Now I’m an entirely different person, and that’s good because our engagement trip was in 2015 and it’s 2024. I sure hope I’ve grown and changed! If you don’t know what EDM (electronic dance music) or Dubstep is, it has a lot of sounds, a lot of bass, and a lot of good vibes produced by artists/DJs. When Donnie said a few years ago that he’d love to go to one of these concerts sometime, I wasn’t sure how I felt about it. Going to a concert, but not seeing someone singing into a microphone onstage? Instead, it’s a DJ? But when the opportunity came up to go to Red Rocks to see Marshmello and Svdden Death, I couldn’t pass it up. So, I took Donnie up on his offer—to go see an EDM/Dubstep concert.
I love Marshmello. He was at the Aspen X Games in January 2018, our first year in Colorado. We were at the Aspen X Games with our good friend Aaron, and we had thought about going over to Marshmello’s concert but didn’t. This experience last week felt surreal to us, because we were finally going to see Marshmello after all, and Aaron was going with us! While I’m not as well-versed in EDM/Dubstep music as Donnie and Aaron, I have always liked Marshmello and been familiar with his music.

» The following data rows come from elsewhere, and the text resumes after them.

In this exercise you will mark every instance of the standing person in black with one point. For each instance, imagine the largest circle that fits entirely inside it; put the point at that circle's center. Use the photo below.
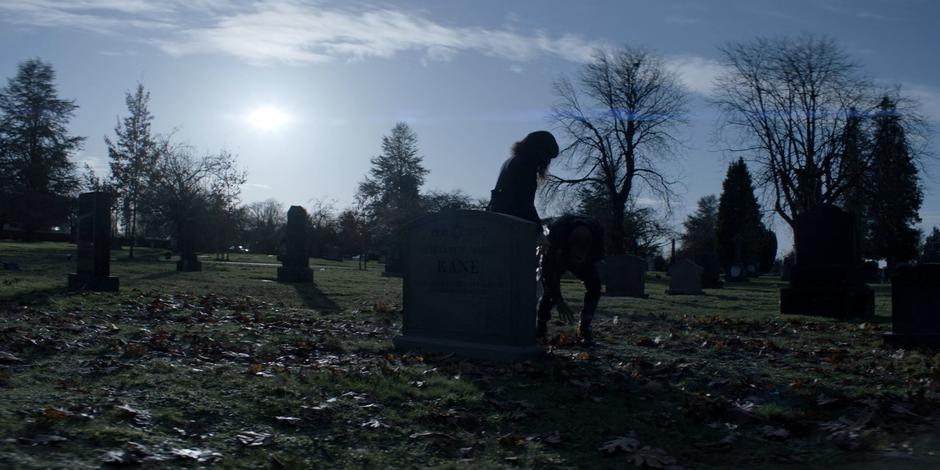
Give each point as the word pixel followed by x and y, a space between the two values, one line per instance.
pixel 520 175
pixel 574 244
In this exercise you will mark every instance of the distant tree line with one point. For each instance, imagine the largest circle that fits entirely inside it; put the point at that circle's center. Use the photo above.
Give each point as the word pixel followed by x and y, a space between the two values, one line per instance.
pixel 798 111
pixel 814 130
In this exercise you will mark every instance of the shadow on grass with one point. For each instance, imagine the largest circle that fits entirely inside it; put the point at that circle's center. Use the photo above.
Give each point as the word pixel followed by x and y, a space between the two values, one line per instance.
pixel 314 298
pixel 35 298
pixel 158 275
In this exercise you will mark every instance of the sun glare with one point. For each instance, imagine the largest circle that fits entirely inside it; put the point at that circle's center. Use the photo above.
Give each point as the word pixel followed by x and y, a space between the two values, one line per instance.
pixel 267 118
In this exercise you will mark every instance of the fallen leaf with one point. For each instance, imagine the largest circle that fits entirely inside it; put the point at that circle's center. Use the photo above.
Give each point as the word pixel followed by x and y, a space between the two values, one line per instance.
pixel 771 432
pixel 620 444
pixel 254 439
pixel 55 413
pixel 41 440
pixel 7 358
pixel 199 455
pixel 374 423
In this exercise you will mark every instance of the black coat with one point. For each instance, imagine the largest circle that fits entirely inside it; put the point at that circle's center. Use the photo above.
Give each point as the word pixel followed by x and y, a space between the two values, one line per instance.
pixel 515 189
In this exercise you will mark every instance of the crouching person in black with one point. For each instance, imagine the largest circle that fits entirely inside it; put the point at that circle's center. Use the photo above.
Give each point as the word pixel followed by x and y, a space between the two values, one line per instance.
pixel 575 244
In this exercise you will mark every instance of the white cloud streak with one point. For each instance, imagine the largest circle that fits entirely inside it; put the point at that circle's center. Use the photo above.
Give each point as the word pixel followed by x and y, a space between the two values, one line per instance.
pixel 299 33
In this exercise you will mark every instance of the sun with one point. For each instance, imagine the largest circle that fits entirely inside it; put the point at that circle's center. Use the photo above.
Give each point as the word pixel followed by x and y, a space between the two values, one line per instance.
pixel 267 118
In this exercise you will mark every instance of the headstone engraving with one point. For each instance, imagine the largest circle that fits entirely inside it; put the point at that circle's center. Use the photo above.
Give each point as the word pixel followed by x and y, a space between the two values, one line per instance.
pixel 711 270
pixel 94 244
pixel 685 278
pixel 189 261
pixel 915 306
pixel 468 285
pixel 332 253
pixel 625 276
pixel 394 263
pixel 295 262
pixel 827 278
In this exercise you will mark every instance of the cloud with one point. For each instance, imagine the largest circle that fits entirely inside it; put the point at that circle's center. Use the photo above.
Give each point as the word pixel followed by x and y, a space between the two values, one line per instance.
pixel 299 33
pixel 927 97
pixel 697 74
pixel 290 32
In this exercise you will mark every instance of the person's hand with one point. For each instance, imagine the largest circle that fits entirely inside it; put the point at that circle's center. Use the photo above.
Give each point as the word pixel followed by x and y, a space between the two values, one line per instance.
pixel 543 243
pixel 564 312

Of all the concerts I have been to, and the different genres, this genre of music was my favorite crowd to be among. From the moment we parked at the venue, I noticed everyone’s unique outfits and everyone’s good vibes. It was a Thursday afternoon, and we were really living. What a great feeling to have.
I suddenly realized that although I had a long few days of work to get to Thursday’s night at Red Rocks, I was so grateful for it. My long days Monday-Wednesday were SO worth it. Work will always be there. Our life won’t be. I absolutely hate it when I’m around anyone who isn’t really living their life. I’m talking about the people that never take time off, never do the things that they want to do, and live a very mundane, mediocre life. And it’s all to their own choosing. Just as my life, and experiences are my choice. I posted in a caption on social media the day after the concert, that I will not be someone who gets to the end of my life and wish that I would have done something, but never did. And I mean that.
I’ve always been someone who felt deeply impacted by new experiences. Every time I take a trip somewhere, I come back a different Demie. Sometimes, I’ve been a little ashamed or embarrassed by this. Because I realized how much this take on life is not the norm. Now though, I like that this is the way I am. I don’t miss a moment of my life. I love to say that I can go to a concert and feel deeply impacted by my experience. I soak up everything. Every moment and every day on Earth. I live my life through gratitude, always.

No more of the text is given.